Promulgada no dia 14 de agosto de 2018, a Lei 13.709/18, mais conhecida como Lei Geral de Proteção de Dados Pessoais ou apenas LGPD, foi alvo de grandes especulações e motivo de muita preocupação ao longo de seus primeiros anos de vigência.
No entanto, em que pese sua notoriedade tenha aumentado nos mais diversos ramos da sociedade, em especial no empresarial, é possível afirmar que ainda emergem muitos questionamentos a respeito da Lei nos ambientes de sua aplicação, em especial no dia a dia dos mais afetados: os titulares.
A Lei Geral de Proteção de Dados Pessoais dispõe acerca de como deve ocorrer o tratamento de dados pessoais pelos mais diversos agentes da sociedade e não apenas as grandes empresas, como muitos acreditam. Assim, em consonância com o art. 5°, inciso XII da Constituição Federal, que determina que a proteção de dados pessoais é um direito fundamental do cidadão, a LGPD visa promover o respeito pela privacidade individual, pela inviolabilidade da intimidade, honra e imagem, pelos direitos humanos, livre desenvolvimento da personalidade, dignidade e exercício da cidadania pelas pessoas naturais, dentre outros fundamentos dispostos no rol do art. 2° da Lei.
Para além, a Lei 13.709/18 insere no ordenamento jurídico o preceito da autodeterminação informativa, também um dos fundamentos do art. 2° da LGPD, e que garante ao titular, pessoa natural a quem se referem os dados pessoais objeto de tratamento, o direito de controlar como as suas próprias informações pessoais serão tratadas, certificando o domínio sobre seus próprios dados.
Nessa toada, o escopo da lei é voltado ao desenvolvimento mecanismos e procedimentos que regulem a forma como os dados são tratados, com o objetivo de proteger os referidos direitos fundamentais, todavia sem que se inviabilize as operações que necessitam de dados pessoais para seu funcionamento. Desse modo, a LGPD determina as hipóteses em que será possível o tratamento das informações pessoais, inclusive as que não necessitam do consentimento do titular.
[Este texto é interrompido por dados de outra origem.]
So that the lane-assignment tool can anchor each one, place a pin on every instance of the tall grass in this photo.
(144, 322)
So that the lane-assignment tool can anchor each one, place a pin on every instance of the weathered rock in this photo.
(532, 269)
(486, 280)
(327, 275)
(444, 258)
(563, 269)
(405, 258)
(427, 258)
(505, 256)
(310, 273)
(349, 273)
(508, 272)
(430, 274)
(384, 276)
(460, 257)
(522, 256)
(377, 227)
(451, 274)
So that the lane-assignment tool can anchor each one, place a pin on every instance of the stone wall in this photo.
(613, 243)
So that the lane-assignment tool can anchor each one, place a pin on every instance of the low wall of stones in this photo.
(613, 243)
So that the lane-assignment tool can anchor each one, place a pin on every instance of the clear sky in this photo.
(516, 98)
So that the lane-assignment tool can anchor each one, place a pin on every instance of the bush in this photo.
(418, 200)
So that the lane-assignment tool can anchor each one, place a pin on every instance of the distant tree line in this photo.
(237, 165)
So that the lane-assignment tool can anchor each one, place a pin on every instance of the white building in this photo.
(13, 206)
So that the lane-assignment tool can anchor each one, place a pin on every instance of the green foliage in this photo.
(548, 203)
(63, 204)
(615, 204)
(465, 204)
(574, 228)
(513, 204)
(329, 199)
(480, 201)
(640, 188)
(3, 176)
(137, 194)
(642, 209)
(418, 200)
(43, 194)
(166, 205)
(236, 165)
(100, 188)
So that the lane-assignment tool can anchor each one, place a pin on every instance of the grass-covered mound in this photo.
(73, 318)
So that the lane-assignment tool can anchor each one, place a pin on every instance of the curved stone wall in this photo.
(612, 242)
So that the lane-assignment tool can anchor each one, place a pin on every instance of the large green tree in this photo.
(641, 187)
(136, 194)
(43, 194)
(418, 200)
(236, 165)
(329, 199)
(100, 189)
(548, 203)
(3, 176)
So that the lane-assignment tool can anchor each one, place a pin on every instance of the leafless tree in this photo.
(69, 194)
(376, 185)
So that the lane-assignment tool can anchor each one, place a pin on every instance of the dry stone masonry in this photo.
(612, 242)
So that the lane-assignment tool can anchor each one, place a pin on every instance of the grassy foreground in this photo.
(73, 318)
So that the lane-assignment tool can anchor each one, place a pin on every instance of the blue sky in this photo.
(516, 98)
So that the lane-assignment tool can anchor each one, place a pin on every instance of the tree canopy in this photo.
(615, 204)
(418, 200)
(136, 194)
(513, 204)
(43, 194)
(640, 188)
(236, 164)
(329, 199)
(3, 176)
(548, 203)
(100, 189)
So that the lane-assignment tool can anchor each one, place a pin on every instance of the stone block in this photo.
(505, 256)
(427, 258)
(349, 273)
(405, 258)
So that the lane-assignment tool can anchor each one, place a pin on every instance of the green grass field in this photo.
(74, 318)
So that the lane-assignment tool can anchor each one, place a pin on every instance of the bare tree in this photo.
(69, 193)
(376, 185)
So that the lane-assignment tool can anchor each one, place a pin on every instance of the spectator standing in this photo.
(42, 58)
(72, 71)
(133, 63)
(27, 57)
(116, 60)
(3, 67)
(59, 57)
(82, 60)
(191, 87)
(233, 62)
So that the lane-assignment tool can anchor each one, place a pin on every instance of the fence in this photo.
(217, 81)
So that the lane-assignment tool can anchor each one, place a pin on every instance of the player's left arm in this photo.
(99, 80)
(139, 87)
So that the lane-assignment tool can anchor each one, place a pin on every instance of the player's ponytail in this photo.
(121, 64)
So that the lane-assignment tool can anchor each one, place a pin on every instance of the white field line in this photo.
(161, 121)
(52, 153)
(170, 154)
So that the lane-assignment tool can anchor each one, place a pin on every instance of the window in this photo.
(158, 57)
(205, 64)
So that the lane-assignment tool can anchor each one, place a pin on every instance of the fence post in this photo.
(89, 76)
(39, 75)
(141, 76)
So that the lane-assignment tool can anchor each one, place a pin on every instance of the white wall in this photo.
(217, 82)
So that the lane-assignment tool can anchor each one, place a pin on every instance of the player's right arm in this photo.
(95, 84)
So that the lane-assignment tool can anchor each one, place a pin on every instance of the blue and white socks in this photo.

Para conseguir compreender, e aplicar, a LGPD, é necessário que alguns conceitos trazidos pela lei sejam assimilados. O primeiro deles, e mais importante, é a própria noção do que são Dados Pessoais. Conforme trazido pela própria Lei, dado pessoal é toda aquela informação que identifique ou seja capaz de identificar uma pessoa, isto é, que seja identificável. Esse tipo de dado, quando visto isoladamente, parece distante e inofensivo, contudo, se quando associado a outras informações é capaz de identificar uma pessoa, deve ser considerado dado pessoal, nos termos da LGPD.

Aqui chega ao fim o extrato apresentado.